Now it's time to do some gaming and first up we have Ashes of the Singularity running on the DX12 API. The Ryzen GPUs would fair a lot better in this title with a Radeon GPU as we've shown a number of times in the past, unfortunately right now AMD doesn't have anything competitive in the high-end so it makes sense to test with a GTX 1080 Ti.

In any case the Ryzen 5 2600 is still respectable and overclocked edges out the stock 7700K and 7800X, it's also not a great deal slower than the 8-core 1800X and 2700X.

Moving to Assassin's Creed Origins using the ultra quality preset and we see that the 2600 it only slightly faster than the 1600 out of the box. That said unlike the 1600 it does see a decent performance bump once overclocked, though something limits the AMD CPUs to around 98 fps in this title, could it be the Nvidia display driver? I'm not sure on that one but I'll look into it soon.

Dropping down to the high quality settings we see a similar performance limitation for the AMD CPUs, this time capping them at around 107-110 fps, where as the Coffee Lake and Kaby Lake CPUs are good for over 115 fps though here they appear to find the limits of the GTX 1080 Ti.

Overclocked the Ryzen 5 2600 is able to roughly match the Ryzen 7 2700X and that meant it was 8% faster than the 1600 maxed out at 4 GHz. So a decent step forward here for AMD at the $200 price point.

Reducing the GPU bottleneck with the medium quality settings does allow the overclocked 8700K and 8600K to run away with it but still even before we overclock the 2600 it allowed for over 100 fps at all times in our test.

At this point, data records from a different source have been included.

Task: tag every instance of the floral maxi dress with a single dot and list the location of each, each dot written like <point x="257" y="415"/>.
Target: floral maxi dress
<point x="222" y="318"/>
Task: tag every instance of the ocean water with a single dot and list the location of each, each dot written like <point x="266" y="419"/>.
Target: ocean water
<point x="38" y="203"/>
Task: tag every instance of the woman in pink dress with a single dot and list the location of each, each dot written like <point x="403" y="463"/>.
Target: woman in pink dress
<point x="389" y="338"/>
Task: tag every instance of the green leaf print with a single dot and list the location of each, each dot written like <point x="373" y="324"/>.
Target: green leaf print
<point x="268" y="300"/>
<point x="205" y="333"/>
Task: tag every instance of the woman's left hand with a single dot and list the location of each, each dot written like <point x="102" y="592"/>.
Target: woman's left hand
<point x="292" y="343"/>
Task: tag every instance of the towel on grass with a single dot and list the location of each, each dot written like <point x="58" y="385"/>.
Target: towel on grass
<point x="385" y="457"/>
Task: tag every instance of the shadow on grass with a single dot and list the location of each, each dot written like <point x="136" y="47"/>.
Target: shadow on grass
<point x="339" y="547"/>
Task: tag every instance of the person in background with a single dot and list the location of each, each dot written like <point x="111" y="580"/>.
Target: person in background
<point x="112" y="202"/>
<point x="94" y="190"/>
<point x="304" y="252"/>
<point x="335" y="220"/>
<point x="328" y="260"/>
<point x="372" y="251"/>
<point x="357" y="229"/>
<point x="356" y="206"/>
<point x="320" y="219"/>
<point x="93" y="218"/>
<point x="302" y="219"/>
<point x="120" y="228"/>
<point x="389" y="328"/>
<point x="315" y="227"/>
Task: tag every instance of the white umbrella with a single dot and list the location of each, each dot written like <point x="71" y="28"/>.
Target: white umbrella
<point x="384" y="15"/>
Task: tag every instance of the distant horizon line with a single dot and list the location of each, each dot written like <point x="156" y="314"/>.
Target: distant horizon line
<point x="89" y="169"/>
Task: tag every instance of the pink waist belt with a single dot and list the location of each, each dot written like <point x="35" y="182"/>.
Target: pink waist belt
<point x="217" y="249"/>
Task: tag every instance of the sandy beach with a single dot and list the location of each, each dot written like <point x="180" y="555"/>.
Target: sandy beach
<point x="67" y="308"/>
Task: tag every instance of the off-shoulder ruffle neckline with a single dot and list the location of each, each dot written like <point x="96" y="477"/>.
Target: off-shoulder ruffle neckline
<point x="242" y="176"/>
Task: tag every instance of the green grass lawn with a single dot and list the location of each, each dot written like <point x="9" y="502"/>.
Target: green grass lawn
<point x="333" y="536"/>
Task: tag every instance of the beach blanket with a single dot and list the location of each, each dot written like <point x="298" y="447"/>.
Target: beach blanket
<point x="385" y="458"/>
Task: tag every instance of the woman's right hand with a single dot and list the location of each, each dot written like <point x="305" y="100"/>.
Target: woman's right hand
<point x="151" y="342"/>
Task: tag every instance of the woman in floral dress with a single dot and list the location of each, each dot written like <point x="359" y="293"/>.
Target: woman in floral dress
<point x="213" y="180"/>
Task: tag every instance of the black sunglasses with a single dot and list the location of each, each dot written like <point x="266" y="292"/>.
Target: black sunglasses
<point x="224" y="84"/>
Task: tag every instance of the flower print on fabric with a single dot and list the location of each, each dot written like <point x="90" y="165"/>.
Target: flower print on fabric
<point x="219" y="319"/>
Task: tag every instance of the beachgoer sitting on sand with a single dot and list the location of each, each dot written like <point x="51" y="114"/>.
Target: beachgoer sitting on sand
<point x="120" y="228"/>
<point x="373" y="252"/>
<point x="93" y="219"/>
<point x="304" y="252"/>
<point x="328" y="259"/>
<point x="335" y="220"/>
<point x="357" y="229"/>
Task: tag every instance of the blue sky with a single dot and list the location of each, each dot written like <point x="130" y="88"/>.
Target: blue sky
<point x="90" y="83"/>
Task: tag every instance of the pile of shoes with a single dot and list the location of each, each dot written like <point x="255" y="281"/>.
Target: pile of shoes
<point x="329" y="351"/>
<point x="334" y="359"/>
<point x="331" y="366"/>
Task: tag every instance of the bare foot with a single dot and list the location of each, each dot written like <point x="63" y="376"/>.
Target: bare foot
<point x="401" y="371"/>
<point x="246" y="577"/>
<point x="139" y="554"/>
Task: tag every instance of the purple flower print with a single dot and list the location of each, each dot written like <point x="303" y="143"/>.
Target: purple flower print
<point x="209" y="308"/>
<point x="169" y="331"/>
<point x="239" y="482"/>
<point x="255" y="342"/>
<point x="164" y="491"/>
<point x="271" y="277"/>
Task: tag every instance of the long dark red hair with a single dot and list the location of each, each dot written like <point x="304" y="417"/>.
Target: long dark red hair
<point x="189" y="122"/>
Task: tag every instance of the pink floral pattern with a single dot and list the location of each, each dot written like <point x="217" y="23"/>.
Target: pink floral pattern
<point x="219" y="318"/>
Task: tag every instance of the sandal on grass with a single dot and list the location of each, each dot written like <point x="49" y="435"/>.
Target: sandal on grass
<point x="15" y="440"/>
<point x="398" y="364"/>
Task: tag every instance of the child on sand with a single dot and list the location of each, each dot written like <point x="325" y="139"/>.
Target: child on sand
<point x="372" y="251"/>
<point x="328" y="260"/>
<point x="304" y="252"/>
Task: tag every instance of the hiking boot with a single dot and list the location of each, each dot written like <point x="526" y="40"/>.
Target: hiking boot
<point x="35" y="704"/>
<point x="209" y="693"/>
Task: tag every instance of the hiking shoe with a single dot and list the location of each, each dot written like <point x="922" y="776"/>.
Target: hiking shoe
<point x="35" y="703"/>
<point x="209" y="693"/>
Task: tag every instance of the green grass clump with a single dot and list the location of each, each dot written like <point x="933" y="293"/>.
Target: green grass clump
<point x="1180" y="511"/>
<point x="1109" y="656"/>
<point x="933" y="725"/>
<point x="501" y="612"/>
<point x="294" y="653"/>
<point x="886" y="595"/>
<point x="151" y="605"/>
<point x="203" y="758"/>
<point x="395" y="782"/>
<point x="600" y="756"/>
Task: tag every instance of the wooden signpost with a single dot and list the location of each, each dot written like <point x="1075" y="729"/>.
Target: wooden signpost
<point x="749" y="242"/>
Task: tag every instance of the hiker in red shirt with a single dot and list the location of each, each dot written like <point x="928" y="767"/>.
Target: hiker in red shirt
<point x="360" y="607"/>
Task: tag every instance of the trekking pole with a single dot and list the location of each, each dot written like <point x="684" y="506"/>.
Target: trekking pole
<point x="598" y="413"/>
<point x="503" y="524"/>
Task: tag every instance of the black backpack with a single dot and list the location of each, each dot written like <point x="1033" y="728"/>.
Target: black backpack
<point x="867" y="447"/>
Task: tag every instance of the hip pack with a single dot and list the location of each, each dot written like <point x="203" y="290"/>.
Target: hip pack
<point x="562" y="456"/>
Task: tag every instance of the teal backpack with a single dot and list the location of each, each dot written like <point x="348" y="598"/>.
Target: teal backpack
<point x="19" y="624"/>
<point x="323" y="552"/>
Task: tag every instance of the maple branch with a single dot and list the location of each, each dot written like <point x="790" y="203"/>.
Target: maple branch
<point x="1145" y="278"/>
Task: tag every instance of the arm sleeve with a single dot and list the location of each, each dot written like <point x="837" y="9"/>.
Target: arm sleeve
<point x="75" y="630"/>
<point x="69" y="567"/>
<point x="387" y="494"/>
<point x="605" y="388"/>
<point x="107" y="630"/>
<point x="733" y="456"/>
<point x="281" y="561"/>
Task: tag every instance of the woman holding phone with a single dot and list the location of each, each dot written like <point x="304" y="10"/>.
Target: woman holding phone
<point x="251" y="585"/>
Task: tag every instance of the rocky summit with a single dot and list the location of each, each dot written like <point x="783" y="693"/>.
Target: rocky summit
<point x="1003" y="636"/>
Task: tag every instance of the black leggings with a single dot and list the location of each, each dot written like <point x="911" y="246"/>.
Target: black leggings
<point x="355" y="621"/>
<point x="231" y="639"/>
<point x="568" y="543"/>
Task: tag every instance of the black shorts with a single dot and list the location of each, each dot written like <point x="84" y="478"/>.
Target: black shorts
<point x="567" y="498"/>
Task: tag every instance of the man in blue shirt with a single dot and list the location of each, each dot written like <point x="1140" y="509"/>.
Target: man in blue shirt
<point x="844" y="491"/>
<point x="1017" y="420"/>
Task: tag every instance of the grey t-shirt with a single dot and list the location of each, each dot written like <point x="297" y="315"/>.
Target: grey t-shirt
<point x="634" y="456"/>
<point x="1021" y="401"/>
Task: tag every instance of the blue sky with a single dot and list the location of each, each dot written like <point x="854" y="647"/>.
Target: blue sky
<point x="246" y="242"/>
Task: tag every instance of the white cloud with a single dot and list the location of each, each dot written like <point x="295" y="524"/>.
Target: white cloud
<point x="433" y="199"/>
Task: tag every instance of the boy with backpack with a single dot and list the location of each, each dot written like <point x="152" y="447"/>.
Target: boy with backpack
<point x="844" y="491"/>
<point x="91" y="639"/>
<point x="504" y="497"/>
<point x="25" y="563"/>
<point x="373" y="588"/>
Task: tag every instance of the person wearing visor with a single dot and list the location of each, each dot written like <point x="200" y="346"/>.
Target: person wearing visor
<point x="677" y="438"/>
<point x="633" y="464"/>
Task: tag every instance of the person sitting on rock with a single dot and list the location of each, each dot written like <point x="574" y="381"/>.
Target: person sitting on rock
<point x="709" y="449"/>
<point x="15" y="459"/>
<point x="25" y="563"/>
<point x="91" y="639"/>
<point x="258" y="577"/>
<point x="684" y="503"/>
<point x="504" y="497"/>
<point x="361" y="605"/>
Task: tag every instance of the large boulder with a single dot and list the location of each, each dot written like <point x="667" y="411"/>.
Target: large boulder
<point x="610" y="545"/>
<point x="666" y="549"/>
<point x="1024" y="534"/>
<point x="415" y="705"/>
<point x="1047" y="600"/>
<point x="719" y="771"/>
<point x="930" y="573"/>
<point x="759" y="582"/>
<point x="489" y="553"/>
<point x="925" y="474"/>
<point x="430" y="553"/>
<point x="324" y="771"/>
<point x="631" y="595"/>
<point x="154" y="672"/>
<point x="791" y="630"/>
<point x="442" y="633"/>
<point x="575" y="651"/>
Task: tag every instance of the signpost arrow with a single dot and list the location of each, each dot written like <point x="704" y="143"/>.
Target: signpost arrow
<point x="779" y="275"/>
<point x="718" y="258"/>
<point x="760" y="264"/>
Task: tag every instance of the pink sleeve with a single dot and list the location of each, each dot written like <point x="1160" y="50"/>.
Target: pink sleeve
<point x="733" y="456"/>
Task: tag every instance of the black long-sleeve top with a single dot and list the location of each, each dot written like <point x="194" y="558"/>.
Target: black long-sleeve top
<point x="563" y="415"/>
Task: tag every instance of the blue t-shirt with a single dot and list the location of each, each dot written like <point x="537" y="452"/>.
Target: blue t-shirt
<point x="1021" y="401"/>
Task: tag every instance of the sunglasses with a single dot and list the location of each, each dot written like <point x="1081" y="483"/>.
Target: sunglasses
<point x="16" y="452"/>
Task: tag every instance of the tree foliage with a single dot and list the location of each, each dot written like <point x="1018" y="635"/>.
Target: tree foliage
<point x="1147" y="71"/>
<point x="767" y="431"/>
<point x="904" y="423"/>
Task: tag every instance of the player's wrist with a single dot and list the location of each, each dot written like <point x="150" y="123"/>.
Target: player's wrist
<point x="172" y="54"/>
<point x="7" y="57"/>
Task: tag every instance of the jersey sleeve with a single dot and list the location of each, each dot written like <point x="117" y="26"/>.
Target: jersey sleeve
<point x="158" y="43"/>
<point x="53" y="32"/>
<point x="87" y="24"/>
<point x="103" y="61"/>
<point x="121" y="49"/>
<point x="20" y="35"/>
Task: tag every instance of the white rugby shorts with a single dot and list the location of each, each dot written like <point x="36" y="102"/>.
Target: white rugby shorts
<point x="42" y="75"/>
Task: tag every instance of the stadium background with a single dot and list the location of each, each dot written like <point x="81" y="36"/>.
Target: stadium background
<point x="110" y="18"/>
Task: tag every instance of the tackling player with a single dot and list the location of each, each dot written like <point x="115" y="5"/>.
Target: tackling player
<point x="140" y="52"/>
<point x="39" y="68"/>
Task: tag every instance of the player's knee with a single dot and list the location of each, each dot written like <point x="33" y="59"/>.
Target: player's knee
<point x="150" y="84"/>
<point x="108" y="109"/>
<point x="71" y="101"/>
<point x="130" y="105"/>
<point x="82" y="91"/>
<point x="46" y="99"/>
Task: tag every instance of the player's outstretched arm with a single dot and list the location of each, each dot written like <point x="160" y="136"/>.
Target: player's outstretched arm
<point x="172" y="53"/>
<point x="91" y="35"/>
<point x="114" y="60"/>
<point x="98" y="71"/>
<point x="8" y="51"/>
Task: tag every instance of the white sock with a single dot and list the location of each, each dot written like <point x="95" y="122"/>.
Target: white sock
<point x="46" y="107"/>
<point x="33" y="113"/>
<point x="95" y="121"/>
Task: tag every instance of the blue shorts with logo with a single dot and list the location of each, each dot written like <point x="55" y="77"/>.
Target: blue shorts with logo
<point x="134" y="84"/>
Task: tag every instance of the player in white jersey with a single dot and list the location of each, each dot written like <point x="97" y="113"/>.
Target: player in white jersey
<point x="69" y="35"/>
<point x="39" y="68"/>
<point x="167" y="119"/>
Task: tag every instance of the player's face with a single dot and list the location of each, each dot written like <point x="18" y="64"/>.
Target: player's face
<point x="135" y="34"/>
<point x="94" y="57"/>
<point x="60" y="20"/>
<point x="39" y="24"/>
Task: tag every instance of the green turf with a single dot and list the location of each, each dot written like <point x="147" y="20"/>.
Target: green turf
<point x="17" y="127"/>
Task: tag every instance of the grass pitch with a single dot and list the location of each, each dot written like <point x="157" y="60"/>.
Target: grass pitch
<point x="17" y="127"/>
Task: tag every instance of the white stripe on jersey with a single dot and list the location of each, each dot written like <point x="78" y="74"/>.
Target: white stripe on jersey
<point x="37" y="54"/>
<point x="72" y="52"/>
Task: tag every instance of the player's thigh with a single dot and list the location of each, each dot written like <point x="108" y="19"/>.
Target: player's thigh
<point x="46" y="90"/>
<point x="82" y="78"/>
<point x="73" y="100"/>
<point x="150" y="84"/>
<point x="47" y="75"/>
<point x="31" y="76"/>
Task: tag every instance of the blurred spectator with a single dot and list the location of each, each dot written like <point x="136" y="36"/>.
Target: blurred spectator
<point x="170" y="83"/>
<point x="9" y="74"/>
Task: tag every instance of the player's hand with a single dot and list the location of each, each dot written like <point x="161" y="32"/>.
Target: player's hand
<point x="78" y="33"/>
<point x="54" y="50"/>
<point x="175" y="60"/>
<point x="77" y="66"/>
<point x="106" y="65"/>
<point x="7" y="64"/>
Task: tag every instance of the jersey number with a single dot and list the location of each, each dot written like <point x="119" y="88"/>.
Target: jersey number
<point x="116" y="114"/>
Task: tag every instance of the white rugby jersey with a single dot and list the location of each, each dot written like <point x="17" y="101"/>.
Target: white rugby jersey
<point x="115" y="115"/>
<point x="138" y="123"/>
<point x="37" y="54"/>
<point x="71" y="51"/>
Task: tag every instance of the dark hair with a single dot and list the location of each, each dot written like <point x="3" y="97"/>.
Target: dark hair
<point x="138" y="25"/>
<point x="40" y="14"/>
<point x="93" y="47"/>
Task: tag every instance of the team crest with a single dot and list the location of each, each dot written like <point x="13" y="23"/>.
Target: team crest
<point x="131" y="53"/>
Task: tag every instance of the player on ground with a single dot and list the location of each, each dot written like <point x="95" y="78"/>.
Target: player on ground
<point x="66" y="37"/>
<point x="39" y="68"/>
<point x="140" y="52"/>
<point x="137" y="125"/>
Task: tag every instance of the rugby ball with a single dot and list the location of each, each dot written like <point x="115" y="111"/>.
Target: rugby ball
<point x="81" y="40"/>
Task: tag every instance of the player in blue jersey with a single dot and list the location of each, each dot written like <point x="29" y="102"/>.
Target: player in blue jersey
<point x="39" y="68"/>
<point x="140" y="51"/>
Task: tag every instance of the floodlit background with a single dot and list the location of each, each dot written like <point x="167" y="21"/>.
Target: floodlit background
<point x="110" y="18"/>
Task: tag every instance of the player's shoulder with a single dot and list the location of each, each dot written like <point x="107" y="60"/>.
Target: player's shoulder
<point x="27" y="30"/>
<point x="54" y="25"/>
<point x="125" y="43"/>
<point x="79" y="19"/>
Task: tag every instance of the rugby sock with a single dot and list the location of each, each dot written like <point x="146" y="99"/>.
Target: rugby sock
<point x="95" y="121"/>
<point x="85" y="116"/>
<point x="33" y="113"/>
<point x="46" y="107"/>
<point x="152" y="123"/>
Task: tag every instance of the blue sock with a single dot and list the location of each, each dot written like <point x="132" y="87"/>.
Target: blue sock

Playing Far Cry 5 the overclocked 2600 basically matched the overclocked 2700X and this made it one of the fastest Ryzen CPUs we've ever tested in this title. Although it does trail the Kaby Lake and Coffee Lake CPUs with 100 fps or more it's still getting the job done nicely.

Interesting the 6-core Ryzen CPUs do lag behind a little for the 1% low result in our 12-player Overwatch bot test and while overclocking the 2600 does help it still can't reach the frame cap.

Moving on the Vermintide 2 and here we see that with the extreme quality preset at 1080p the Ryzen 5 2600 can almost get the most out of the GTX 1080 Ti. Overclocked it was just 11% slower than the 8700K and 8600K, both of which were clocked at 5.2 GHz.

Reducing the GPU bottleneck with the medium quality prest does once again allow the Intel CPUs to run away with it making them a better choice for high refresh rate gaming as I've noted in the past.